Epoxy is the best option. A boat grade. Like WEST, RAKA, System3, MAS. The stuff is actually a lot cheaper than it was when I got into boat building around 1980. Will not melt foam. And it has the perfect consistency for lamination as it comes from the bottle.
Here is famous yacht designer Kurt Hughes, talking about the material he used in his tiny house, which is made of pink foam vac bagged to plywood, in the form of a lunar lander. He used fairly heavy ply, but I have used even 1/8" doorskins and the end result is massively strong.
https://youtu.be/PCoymiQ13s8?t=235Using a really thick material like pink foam you are not going to get all that much strength in rugged abusive situations, like boat building. He would use a structural foam in a boat hull. However, in materials where defining a space, stiffness, and in this case, insulation are at a premium, it is good enough.

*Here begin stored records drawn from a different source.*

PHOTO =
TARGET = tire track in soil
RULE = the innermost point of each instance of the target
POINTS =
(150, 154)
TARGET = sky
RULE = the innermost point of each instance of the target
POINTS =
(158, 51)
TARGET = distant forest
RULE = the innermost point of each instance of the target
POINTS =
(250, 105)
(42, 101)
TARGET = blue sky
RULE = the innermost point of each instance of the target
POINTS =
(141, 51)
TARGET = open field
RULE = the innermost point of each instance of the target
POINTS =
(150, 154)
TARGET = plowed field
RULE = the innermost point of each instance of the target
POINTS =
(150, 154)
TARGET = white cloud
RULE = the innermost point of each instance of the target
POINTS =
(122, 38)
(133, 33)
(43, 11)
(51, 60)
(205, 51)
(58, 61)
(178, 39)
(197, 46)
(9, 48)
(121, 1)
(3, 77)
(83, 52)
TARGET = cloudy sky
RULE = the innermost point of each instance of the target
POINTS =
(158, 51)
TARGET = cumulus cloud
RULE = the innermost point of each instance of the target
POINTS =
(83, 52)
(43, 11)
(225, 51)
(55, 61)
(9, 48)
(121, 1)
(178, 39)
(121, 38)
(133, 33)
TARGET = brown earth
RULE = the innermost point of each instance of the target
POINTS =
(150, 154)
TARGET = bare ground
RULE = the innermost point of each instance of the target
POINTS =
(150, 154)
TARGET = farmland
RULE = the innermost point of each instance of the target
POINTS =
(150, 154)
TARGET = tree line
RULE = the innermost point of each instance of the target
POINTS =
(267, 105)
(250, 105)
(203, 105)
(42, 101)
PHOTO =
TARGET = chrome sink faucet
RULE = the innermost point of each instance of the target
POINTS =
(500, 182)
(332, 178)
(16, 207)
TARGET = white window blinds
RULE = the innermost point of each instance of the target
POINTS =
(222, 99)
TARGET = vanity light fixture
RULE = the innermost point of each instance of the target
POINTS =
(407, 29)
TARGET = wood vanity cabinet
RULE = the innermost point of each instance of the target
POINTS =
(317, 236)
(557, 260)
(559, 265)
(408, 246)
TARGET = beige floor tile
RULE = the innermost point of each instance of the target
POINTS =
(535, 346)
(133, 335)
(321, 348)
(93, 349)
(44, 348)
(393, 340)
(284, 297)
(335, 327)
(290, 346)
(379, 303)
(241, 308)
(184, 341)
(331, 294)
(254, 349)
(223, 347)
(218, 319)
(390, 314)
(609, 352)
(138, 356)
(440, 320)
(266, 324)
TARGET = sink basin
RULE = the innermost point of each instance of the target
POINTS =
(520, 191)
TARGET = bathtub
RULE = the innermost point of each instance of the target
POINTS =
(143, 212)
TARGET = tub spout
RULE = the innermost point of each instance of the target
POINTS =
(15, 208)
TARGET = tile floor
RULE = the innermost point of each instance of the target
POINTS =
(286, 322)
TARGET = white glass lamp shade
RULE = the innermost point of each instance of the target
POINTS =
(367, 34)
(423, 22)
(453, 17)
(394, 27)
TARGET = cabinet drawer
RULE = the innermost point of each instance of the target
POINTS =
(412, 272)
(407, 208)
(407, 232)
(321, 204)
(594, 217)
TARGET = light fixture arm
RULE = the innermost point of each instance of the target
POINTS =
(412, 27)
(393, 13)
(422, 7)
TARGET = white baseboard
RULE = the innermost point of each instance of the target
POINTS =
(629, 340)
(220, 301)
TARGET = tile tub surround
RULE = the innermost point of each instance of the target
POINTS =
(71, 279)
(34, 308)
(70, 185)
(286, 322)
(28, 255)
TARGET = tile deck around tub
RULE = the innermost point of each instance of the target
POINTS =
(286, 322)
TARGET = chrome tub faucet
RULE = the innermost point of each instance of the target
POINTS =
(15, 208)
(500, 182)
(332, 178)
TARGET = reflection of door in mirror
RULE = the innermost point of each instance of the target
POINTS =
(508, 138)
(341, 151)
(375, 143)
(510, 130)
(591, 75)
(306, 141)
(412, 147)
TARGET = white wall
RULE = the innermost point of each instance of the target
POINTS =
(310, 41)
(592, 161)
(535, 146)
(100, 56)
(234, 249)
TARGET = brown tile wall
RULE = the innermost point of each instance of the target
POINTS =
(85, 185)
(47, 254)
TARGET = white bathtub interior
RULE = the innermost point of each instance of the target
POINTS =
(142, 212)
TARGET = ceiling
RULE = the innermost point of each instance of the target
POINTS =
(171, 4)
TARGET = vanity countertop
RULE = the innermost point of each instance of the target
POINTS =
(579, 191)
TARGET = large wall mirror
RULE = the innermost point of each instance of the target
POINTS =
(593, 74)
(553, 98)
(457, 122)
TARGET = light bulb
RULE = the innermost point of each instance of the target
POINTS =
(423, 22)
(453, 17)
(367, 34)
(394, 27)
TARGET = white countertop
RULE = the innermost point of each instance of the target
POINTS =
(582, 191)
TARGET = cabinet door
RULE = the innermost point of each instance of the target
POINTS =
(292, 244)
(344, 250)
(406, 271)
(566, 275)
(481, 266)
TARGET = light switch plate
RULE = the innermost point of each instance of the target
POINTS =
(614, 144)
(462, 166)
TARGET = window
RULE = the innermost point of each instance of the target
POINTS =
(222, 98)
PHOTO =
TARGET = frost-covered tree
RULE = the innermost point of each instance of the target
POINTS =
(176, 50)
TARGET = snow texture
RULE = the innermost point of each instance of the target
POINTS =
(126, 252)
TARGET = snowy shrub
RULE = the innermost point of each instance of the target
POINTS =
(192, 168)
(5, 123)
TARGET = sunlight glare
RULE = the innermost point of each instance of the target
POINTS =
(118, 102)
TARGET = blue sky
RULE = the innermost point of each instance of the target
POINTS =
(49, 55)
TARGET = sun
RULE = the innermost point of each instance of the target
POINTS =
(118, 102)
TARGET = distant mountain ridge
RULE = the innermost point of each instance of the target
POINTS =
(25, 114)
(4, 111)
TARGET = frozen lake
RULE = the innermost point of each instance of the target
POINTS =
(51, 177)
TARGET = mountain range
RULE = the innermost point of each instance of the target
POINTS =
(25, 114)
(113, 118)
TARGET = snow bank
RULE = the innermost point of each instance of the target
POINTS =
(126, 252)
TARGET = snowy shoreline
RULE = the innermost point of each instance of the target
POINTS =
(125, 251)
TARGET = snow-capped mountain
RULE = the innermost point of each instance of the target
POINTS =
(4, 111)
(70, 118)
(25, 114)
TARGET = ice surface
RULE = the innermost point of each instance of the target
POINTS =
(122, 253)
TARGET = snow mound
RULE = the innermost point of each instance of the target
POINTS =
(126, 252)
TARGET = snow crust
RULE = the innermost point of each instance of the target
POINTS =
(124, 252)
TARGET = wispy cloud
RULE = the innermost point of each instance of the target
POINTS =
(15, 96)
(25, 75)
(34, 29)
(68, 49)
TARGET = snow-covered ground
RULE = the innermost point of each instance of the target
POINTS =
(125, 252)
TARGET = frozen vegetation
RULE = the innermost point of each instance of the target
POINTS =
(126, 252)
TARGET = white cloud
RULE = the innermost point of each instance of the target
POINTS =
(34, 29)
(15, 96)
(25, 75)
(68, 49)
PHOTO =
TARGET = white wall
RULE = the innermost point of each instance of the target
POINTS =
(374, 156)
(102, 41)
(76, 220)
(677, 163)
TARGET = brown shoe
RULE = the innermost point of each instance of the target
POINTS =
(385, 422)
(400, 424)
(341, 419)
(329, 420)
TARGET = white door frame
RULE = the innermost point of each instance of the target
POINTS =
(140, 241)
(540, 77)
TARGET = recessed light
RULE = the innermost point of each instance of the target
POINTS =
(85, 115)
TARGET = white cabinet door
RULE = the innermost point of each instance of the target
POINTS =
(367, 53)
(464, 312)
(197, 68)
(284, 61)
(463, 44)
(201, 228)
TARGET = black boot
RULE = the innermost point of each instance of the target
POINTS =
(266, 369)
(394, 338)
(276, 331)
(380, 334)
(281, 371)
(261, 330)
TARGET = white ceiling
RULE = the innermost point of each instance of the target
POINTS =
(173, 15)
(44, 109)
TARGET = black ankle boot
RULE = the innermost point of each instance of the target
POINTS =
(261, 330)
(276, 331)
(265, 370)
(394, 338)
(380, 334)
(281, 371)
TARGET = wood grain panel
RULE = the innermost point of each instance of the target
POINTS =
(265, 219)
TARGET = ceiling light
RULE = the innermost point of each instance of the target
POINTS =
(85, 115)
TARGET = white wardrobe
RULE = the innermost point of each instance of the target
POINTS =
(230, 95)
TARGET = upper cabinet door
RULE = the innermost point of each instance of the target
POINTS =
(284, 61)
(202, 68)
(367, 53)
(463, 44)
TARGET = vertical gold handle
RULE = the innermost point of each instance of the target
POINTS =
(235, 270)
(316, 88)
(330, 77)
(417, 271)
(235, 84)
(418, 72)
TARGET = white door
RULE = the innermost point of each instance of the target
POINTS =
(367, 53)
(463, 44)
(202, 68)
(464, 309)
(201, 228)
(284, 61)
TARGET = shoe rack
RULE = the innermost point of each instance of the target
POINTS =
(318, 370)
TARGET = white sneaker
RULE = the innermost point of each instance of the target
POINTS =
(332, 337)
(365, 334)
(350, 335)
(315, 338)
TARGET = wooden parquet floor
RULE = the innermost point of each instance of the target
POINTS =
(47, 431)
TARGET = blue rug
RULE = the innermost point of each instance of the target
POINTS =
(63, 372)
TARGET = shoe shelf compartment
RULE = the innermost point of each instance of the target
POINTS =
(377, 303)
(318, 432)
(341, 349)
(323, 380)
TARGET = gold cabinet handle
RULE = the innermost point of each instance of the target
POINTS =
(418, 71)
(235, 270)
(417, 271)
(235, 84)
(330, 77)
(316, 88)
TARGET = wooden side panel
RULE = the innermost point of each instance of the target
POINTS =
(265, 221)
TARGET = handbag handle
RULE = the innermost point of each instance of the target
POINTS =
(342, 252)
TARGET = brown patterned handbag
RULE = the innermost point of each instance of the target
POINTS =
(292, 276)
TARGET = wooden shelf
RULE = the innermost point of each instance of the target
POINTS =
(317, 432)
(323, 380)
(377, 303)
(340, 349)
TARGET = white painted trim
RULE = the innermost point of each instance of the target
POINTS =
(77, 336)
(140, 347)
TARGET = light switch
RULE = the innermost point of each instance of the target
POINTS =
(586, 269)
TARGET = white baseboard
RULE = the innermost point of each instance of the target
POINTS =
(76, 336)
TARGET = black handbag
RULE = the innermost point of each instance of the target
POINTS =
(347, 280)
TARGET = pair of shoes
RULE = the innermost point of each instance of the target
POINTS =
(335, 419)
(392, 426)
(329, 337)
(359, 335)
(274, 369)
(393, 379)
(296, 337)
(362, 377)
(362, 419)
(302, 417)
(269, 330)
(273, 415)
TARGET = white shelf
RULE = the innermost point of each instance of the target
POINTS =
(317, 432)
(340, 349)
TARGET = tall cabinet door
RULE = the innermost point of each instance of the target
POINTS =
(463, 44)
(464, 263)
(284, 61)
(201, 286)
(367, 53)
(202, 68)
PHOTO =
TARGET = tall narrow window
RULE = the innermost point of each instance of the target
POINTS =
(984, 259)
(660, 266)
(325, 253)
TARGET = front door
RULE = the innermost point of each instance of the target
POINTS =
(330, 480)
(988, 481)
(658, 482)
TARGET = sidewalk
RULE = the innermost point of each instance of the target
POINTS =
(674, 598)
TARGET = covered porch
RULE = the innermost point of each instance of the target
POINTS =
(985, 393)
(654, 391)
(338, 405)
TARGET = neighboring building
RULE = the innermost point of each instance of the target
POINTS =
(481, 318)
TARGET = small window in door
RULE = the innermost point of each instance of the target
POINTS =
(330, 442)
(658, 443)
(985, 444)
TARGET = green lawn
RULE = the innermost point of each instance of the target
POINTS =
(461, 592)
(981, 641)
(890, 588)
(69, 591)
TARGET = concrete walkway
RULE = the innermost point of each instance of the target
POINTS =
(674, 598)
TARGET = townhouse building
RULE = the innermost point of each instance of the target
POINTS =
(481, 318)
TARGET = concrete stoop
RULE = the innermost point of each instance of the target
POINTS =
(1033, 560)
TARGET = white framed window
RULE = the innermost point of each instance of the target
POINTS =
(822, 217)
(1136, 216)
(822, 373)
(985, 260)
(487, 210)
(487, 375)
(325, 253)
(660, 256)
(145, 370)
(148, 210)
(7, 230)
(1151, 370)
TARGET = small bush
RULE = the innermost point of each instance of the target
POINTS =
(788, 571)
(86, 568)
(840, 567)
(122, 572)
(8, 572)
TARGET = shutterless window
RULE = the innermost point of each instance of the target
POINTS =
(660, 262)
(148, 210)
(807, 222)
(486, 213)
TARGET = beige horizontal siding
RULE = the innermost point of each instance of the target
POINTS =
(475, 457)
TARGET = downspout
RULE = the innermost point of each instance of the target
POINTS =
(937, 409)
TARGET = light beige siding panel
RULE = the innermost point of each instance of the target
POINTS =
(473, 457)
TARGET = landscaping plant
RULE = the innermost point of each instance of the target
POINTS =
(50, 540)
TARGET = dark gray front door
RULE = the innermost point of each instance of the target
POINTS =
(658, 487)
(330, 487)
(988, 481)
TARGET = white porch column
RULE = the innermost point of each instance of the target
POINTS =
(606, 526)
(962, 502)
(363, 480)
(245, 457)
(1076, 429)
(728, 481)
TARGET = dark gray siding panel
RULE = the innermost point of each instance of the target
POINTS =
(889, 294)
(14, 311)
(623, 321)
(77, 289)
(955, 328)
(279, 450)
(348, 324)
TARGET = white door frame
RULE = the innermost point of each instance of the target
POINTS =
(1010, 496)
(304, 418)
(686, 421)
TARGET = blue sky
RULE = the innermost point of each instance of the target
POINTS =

I think someone asked what the increase in strength would be with 3 layers vs 1. Strength is squared. So 3 squared in 9, and 1 squared, is one. So your strength increases 9 fold. Stiffness is a third order thing, the cube of 3 vs the cube of 1, so 27-1. From an engineering by the seat of the pants perspective, you can get deceived by materials of this type, as the stiffness rises faster than the strength, from the math. But with a foam one can really pile on the thickness. If it is overloaded (not too likely in the case of a teardrop shell, it will fail catastrophically. It seems fantastic because it is unreal in stiffness. Foam is an incredible material, but blue/pink foam is relatively weak. Stuff is so cheap in the US, it might be worth considering what some cheap structural foam like Carbon Foam might cost.